According to Right Wing Watch, he is joining “Little” Marco Rubio in a lineup of speakers that make Kim Davis look like a “Love is Love” bumper sticker:

• David Barton, a Republican activist who believes HIV/Aids is God’s punishment for homosexuality and that God is actively preventing a cure to maintain it as such. He also believes anti-bullying policies in schools are attempts to indoctrinate students into homosexuality.

• Pastor Ken Graves from Maine, who often talks about “militant homofascism” in his sermons.
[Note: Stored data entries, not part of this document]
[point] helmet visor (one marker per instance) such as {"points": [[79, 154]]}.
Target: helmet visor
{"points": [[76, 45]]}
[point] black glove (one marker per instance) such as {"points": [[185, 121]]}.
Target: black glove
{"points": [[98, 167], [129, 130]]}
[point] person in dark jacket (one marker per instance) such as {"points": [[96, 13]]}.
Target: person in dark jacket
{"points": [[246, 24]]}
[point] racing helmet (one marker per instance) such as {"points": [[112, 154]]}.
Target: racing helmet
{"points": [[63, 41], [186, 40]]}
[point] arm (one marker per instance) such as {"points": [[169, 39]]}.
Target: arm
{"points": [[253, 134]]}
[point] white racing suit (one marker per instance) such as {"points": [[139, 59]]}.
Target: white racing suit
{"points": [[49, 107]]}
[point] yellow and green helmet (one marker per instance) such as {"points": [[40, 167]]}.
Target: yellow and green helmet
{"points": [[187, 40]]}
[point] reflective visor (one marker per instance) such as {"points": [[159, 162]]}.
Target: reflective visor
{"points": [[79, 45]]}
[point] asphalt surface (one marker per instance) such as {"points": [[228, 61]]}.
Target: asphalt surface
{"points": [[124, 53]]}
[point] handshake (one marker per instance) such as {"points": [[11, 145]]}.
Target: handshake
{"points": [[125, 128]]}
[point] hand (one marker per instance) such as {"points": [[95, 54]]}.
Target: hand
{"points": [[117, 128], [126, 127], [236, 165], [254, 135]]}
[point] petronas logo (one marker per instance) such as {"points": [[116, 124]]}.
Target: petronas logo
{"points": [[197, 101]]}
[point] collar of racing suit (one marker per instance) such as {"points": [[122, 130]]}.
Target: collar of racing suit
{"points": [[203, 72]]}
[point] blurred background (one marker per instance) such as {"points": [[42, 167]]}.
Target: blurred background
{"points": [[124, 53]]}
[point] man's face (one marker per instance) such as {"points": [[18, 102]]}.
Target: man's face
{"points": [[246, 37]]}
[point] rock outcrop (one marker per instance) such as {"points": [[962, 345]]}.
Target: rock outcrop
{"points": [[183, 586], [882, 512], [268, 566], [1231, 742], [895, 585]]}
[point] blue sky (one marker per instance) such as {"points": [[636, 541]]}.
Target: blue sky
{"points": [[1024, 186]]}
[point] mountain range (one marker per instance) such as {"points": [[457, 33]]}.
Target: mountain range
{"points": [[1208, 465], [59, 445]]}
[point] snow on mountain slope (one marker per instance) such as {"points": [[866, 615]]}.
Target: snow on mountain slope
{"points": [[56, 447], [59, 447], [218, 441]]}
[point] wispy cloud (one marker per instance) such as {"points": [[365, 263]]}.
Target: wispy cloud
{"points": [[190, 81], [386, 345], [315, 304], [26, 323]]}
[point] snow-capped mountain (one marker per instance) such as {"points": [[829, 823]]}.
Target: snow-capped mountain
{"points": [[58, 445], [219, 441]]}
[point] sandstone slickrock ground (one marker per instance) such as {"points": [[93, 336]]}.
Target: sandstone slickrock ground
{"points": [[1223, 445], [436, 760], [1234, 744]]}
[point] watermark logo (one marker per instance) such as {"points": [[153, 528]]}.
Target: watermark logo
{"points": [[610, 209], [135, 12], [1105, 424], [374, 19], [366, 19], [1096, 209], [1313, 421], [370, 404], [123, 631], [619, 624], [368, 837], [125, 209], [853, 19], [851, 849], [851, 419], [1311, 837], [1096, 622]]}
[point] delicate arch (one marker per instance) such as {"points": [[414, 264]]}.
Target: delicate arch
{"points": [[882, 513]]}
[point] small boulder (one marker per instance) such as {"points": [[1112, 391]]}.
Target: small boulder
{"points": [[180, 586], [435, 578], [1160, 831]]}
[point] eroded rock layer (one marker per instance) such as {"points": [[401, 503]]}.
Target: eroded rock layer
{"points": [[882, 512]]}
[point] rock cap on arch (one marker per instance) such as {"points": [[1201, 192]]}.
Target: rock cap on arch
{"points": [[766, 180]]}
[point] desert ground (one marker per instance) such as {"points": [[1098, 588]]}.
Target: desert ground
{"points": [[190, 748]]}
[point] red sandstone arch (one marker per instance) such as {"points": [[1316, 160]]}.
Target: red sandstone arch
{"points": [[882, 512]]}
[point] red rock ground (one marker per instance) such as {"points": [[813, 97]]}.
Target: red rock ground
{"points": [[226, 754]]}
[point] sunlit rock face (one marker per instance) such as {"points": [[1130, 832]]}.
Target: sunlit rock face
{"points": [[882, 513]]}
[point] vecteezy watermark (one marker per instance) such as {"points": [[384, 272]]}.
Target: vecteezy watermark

According to him, the gays and their coalition of allies are attempting to build a “secular humanist caliphate” in America.

• Bill Federer, a conspiracy theorist who believes gay rights are bringing about an Islamist takeover of America.

• David Lane, founder of the American Renewal Project, who has explicitly stated he plans to grill Trump on how he plans to fight “homosexual totalitarianism” and gay rights “militants”.

And, of course, standing by his side is Mike Pence, who has referred to gay marriage as indicative of a “societal collapse” and who wanted to use HIV/Aids money to fund conversion therapy.

It’s worth pointing out that most of these speakers break from Trump, who uses Islam as a bogeyman to position himself as an ally to the LGBT community. The religious right sees Islam and LGBT as one in the same, agents of evil sent to destroy America.

“Ask yourself, who is really the friend of women and the LGBT community?” Trump said in a speech after Pulse in which he directly referred to Islam. “Donald Trump with his actions, or Hillary Clinton with her words?”

Attending an anti-gay summit in Orlando so soon after Pulse is, of course, an “action” from Trump, one that exposes an unsettling truth for Democrats and Republicans alike: religious extremists are pulling at least some of the strings now.

Donald Trump is a weak candidate. Donald Trump is easy to manipulate. All evidence suggests that, at the end of the day, he’s just not very smart. And the religious right is taking full advantage.

They infiltrated and shaped the official GOP platform, which endorses conversion therapy and condemns same-sex marriage. They have pinned him down to a summit where they will ask him how he plans to turn American into a Christian nation. Should Trump win, they will be one impeachment-worthy Drumpf-up away from the presidency.